Ce que nous savons aussi c’est que lorsque les ondes alpha ou thêta sont produites, alors le cerveau produit plus de dopamine, cette substance dont nous avons besoin pour apprendre. Nous savons aussi que la dopamine est une substance cruciale pour les troubles du déficit de l’attention avec ou sans hyperactivité (TDHA), ainsi que pour les personnes atteintes de la maladie de Parkinson. C’est pourquoi nous étudions également ce domaine. Pour résumer, il semble qu’il y ait un principe général par lequel la réalisation de ce genre de mouvements « non conventionnels » ouvre, en quelque sorte, le lobe frontal.

Dans l’étude menée par Diogo Coutinho (Exploring the Differential Learning Routes on Creative and Tactical Behaviour in Association Football Players), les mouvements utilisés ne sont pas des mouvements que l’on pourrait qualifier de « naturellement présents » dans la pratique du football. Est-ce que ces mouvements, ces perturbations, doivent forcément l’être ?

Nous n’avons pas encore pu déterminer cela, l’étude que Diogo a mené était très intéressante, mais était basée sur nos conversations, il y a trois ou quatre ans au Portugal qui marquait le début de notre réflexion sur le football. Lors de cette étude, il était demandé aux joueurs qui défendaient, de se déplacer ou de courir avec les bras tendus. Donc, nous pourrions dire que ces mouvements n’ont rien à voir avec le football, mais ce sont quand même des mouvements.

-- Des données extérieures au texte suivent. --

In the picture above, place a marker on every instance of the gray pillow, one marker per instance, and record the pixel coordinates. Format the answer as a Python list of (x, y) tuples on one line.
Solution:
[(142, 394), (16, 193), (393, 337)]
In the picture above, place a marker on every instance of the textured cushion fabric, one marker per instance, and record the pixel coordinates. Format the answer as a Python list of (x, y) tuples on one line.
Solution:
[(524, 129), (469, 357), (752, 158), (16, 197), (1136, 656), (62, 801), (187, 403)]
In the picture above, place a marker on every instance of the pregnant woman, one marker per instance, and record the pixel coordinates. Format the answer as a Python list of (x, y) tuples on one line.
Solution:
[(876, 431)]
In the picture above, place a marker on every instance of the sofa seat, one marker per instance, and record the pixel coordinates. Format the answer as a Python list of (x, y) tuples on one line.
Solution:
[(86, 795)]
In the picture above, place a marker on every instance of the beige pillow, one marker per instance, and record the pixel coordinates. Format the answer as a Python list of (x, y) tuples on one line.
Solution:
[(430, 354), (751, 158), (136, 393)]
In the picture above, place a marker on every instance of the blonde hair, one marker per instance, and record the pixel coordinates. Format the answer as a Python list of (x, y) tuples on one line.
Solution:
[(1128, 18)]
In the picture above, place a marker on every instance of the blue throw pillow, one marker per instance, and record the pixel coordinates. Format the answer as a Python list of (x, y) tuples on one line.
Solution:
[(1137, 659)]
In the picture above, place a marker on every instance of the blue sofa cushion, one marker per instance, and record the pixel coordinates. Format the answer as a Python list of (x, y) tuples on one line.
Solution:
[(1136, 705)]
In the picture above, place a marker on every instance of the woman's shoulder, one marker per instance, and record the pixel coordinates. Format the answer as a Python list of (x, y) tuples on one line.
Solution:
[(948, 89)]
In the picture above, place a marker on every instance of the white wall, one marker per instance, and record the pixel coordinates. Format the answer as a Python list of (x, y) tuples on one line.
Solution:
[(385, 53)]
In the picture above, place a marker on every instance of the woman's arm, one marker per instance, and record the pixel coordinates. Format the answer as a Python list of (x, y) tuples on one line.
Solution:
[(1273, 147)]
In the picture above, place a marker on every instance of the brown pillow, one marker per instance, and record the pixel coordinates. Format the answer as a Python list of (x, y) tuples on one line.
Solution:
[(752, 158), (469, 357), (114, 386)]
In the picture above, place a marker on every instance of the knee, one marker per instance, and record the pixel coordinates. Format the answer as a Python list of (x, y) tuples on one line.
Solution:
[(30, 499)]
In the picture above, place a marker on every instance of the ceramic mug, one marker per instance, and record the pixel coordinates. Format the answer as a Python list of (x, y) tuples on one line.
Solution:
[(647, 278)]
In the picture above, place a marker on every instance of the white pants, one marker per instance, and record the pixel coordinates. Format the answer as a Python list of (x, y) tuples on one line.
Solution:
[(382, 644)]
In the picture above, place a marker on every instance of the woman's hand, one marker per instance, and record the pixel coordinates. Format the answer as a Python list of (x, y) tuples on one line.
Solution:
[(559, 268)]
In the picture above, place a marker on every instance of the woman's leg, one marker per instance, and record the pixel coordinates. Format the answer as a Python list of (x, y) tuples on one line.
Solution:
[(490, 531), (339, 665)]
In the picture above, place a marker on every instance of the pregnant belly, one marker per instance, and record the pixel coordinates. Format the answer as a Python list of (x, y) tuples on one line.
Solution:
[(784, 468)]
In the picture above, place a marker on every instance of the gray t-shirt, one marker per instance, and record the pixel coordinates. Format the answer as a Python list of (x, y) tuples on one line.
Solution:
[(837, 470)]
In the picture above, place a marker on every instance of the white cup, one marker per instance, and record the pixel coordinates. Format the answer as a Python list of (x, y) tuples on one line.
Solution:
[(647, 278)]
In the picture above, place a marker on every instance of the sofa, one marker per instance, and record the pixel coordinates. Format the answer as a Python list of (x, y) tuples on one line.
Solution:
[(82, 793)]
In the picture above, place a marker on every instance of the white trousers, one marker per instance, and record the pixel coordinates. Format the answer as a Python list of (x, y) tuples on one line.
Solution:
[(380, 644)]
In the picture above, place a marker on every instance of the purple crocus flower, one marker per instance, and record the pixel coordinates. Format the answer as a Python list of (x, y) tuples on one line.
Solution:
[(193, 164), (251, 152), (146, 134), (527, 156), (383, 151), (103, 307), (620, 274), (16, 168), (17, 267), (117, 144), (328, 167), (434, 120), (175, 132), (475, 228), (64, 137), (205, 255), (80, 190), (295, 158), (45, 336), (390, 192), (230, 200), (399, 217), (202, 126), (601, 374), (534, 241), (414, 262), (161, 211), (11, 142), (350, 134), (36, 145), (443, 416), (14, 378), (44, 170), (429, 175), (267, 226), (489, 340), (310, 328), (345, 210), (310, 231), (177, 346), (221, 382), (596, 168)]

De plus, en faisant cela, vous avez différents moments cinétiques au niveau de l’épaule, du tronc, ce qui a comme effet secondaire, de renforcer les muscles qui sont à ces endroits-là. Donc, c’est aussi une manière indirecte, pour développer les aspects musculaires. Mais ce n’était pas vraiment l’objectif.

« Lorsque des enfants rencontrent un problème, ils essaient de s’adapter pour le résoudre, mais quand c’est fini, ils se concentrent totalement sur autre chose et ne pensent plus au problème rencontré »

Ce qui est intéressant avec ces mouvements, c’est que si vous dites : « détendez le bras droit, mais à la perte du ballon, détendez le bras gauche » ou « lorsque vous recevez le ballon, changez l’angle de votre poignet et quand vous le perdez aussi », à chaque instant, le système doit « changer » pour être plus adaptable. C’est exactement de cela dont il était question dans votre exemple avec les enfants qui apprennent à faire du vélo. Lorsqu’ils rencontrent un problème, ils essaient de s’adapter pour le résoudre, mais quand c’est fini, ils se concentrent totalement sur autre chose et ne pensent plus au problème rencontré.

Par exemple, vous pouvez crier sur des enfants, mais cinq minutes plus tard, ils vous aiment et sont déjà passés à autre chose, ce qui n’est pas envisageable, dans le monde des adultes, parce que nous sommes prisonniers du passé. Alors que quand vous ne cessez de « changer », vous restez dans le moment présent.

« L’état cérébral obtenu par un apprentissage différentiel, est très similaire à celui atteint par des personnes très avancées en pratique méditative »

C’est un des points majeurs de la philosophie orientale, c’est pourquoi nous travaillons dans des pays comme la Chine et l’Inde, avec des monastères, parce que la méditation vous apprend cela. Nous avons pu observer, que l’état cérébral obtenu par un apprentissage différentiel, est très similaire à celui atteint par des personnes très avancées en pratique méditative. En d’autres termes, vous devez apprendre à rester dans l’instant présent, sans penser au passé, ni vous comparer aux autres. Vous êtes avec vous-même et cela semble conditionner le cerveau à de meilleures performances.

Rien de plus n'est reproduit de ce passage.